Saturday, January 26, 2013

Editing and the Statue of Liberty



If you had asked me to write an inscription for the Statue of Liberty, my first instinct would have been something like: “Come to America, land of the free, home of the brave.”

Or, if I decided to spend more time on it, I would have written a nice bit about the U.S. being the land of opportunity, and how people coming here would have a chance at a better life. Focus on the positive, you know. On the future.

Not Emma Lazarus. She took the ordinary people coming through Ellis Island and transformed them into characters of an epic, not by making them seem great, but by welcoming them in their bedraggled and outcast state. Here is what she wrote:

Not like the brazen giant of Greek fame,
With conquering limbs astride from land to land;
Here at our sea-washed, sunset gates shall stand
A mighty woman with a torch, whose flame
Is the imprisoned lightning, and her name
Mother of Exiles. From her beacon-hand
Glows world-wide welcome; her mild eyes command
The air-bridged harbor that twin cities frame.
"Keep, ancient lands, your storied pomp!" cries she
With silent lips. "Give me your tired, your poor,
Your huddled masses yearning to breathe free,
The wretched refuse of your teeming shore.
Send these, the homeless, tempest-tost to me,
I lift my lamp beside the golden door!

See that?
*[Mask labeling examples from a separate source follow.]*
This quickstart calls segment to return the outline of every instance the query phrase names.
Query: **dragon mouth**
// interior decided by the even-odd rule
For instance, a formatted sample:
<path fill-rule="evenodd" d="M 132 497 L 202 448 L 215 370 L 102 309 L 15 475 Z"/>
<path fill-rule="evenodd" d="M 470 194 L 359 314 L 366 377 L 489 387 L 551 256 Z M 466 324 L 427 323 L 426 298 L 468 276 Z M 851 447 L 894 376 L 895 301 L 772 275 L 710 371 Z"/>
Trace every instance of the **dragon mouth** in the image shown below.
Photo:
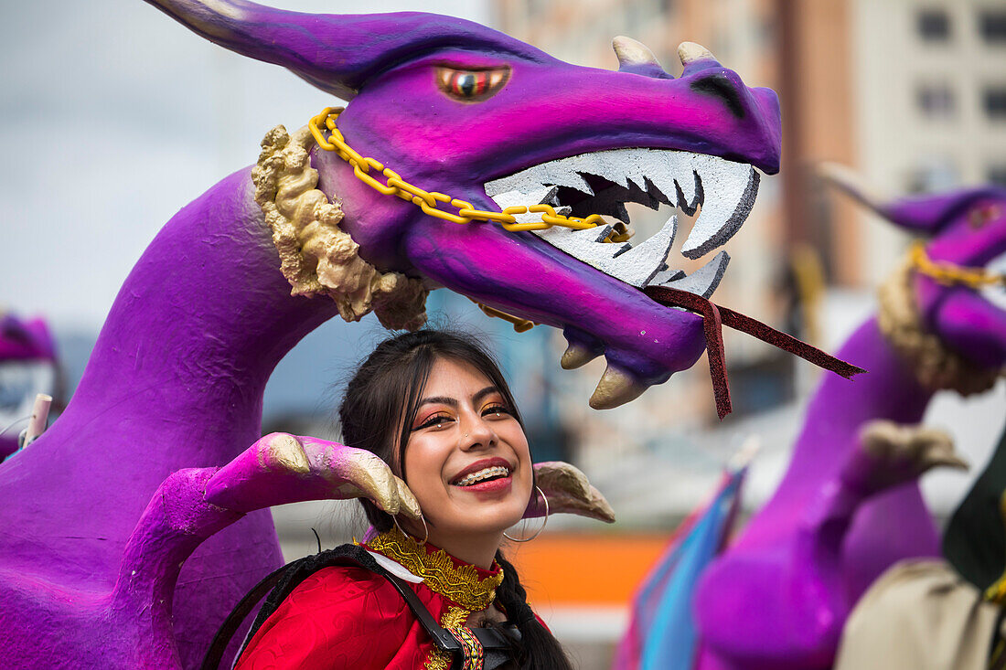
<path fill-rule="evenodd" d="M 1006 252 L 1000 254 L 986 264 L 985 269 L 992 275 L 1006 277 Z M 999 286 L 987 286 L 981 289 L 980 293 L 982 298 L 987 300 L 993 306 L 1006 311 L 1006 284 L 1001 284 Z"/>
<path fill-rule="evenodd" d="M 571 156 L 535 165 L 485 184 L 501 209 L 548 204 L 556 213 L 585 217 L 607 214 L 629 226 L 625 204 L 657 209 L 677 206 L 698 218 L 681 248 L 698 259 L 722 246 L 740 229 L 758 195 L 759 173 L 744 163 L 706 154 L 661 149 L 615 149 Z M 518 214 L 518 222 L 536 220 Z M 574 230 L 554 226 L 535 230 L 541 239 L 565 254 L 640 289 L 666 287 L 708 299 L 726 271 L 729 256 L 720 250 L 691 275 L 670 268 L 667 256 L 677 234 L 672 215 L 655 234 L 635 245 L 606 242 L 612 225 Z M 621 226 L 618 226 L 621 227 Z"/>

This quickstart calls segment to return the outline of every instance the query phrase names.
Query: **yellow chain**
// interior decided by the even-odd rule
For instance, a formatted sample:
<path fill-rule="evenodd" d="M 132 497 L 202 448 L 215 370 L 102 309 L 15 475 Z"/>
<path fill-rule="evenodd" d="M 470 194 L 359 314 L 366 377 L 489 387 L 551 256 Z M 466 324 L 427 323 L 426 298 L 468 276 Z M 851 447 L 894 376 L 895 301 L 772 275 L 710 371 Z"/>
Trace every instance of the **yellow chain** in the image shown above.
<path fill-rule="evenodd" d="M 971 289 L 981 289 L 985 286 L 1002 284 L 1006 287 L 1006 275 L 995 275 L 984 268 L 964 268 L 953 263 L 938 262 L 930 259 L 926 245 L 916 241 L 909 252 L 911 265 L 927 277 L 932 277 L 944 286 L 964 284 Z"/>
<path fill-rule="evenodd" d="M 536 204 L 531 205 L 530 207 L 517 205 L 514 207 L 507 207 L 502 212 L 486 211 L 483 209 L 475 209 L 471 202 L 452 198 L 450 195 L 438 193 L 437 191 L 426 191 L 418 186 L 409 184 L 407 181 L 402 179 L 398 173 L 394 172 L 390 168 L 384 167 L 373 158 L 361 156 L 354 151 L 352 147 L 346 144 L 345 138 L 342 137 L 342 133 L 335 125 L 335 121 L 339 118 L 341 113 L 342 108 L 327 107 L 321 114 L 311 119 L 309 128 L 311 129 L 311 134 L 314 135 L 318 146 L 327 151 L 336 152 L 339 158 L 353 166 L 353 174 L 355 174 L 360 181 L 367 184 L 374 190 L 379 191 L 384 195 L 396 195 L 402 200 L 409 200 L 413 204 L 418 205 L 423 211 L 431 216 L 436 216 L 437 218 L 442 218 L 446 221 L 452 221 L 453 223 L 497 221 L 501 223 L 505 229 L 511 231 L 542 230 L 544 228 L 550 228 L 553 225 L 582 230 L 585 228 L 596 227 L 597 225 L 605 222 L 601 214 L 591 214 L 586 218 L 563 216 L 562 214 L 555 213 L 555 209 L 551 205 L 547 204 Z M 331 132 L 331 135 L 327 140 L 325 139 L 324 132 L 321 129 L 322 124 L 324 124 L 325 127 Z M 373 177 L 370 172 L 371 169 L 380 172 L 386 178 L 383 184 Z M 438 203 L 441 202 L 450 204 L 452 207 L 457 209 L 458 212 L 452 213 L 440 209 Z M 514 214 L 524 214 L 527 212 L 541 214 L 541 220 L 518 223 Z M 605 241 L 619 242 L 625 241 L 628 238 L 628 234 L 624 232 L 615 232 L 609 235 Z"/>

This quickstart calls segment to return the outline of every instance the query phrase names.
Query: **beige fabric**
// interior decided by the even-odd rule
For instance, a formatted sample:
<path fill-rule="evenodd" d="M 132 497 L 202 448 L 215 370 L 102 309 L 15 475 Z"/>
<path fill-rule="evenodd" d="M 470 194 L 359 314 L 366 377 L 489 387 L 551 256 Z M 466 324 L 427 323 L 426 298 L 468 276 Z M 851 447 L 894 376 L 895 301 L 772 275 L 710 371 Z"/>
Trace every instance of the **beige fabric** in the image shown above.
<path fill-rule="evenodd" d="M 902 561 L 852 611 L 835 670 L 986 670 L 998 615 L 947 561 Z"/>

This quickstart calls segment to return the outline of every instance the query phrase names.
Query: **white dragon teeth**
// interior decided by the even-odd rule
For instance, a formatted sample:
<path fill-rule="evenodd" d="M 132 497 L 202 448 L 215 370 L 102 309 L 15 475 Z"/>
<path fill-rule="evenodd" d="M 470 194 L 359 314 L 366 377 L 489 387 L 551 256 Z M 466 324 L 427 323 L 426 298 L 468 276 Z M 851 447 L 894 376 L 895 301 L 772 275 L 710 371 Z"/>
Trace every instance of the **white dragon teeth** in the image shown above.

See how it defies our expectations? The poem doesn’t make the lives of these people sound happy. It doesn’t make wild promises of fame and fortune in America. It doesn’t have to. It shows the state they were in before, and leaves the reader hoping things will get better for them, grateful that someone saw their inherent value and gave them a place to rest.

Why? Because people matter. And we instinctively know that, reading this. Whatever shape these people are in, they are significant.

That’s what I think about editing. (And you thought I would never get around to the connection. Ha.)

“Keep, ancient tomes, your storied pomp,” cry I. “Give me your plot flaws, your errors, your dangling modifiers yearning to be corrected with red ink, the wretched clichés teeming in your descriptions. Send these, the worn-out, slow-paced manuscripts to me. I lift my pen beside the golden door!”

Why? Why do I get this epic complex, this need to declare to the world my desire to make words do what the authors meant them to do, to create fiction that readers can’t put down?

It’s probably some kind of deep psychological trauma. The epic part, anyway.

But the editing part is because I see the potential in everything I read. I get excited about a compelling character, a fresh premise, a detailed world, a humorous narrator. There’s something there that’s worth improving the weak spots, that’s worth working for long hours cutting away what doesn’t belong and adding what would make the story stronger.

It’s because I know the inherent value of story, and I love it.